All is not well in Gaydon, as Aston Martin has reported a 24.6-million pound ($39.3M USD) pre-tax loss, an increase from the previous year's 21.2-million pound – $33.9-million – loss. That, friends, is not good.

Citing a nine-percent drop in sales for its range of sportscars (and a now discontinued city car) and a nearly 50-percent drop since its 2007 peak, AM only managed to bring in 461.2-million pounds ($736.6 million), according to The Telegraph. The official statement from Aston Martin blames a "market segment [which] has been severely affected by recession," with a particular drop in European sales.

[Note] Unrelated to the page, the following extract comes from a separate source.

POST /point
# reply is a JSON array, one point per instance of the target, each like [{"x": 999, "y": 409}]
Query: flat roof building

Things might not be as bad as they seem, though. Part of the loss is being blamed on the launches of the new DB9, Vanquish and Rapide S, which are mostly one-time expenses. And even though it's going to take a while for the deal to take effect, it has a new technical partnership with AMG which could blossom into a more all-encompassing arrangement if things go well. Aston also has had additional cash since Investindustrial agreed to infuse a bunch of money into its depleted coffers. Of course, it's also fair to mention that Aston has spent the better part of its 100-year history in one spot of financial trouble or another, so we've become somewhat immune to the company's continued reports of economic hardship – hopefully this news is just another bump in the road.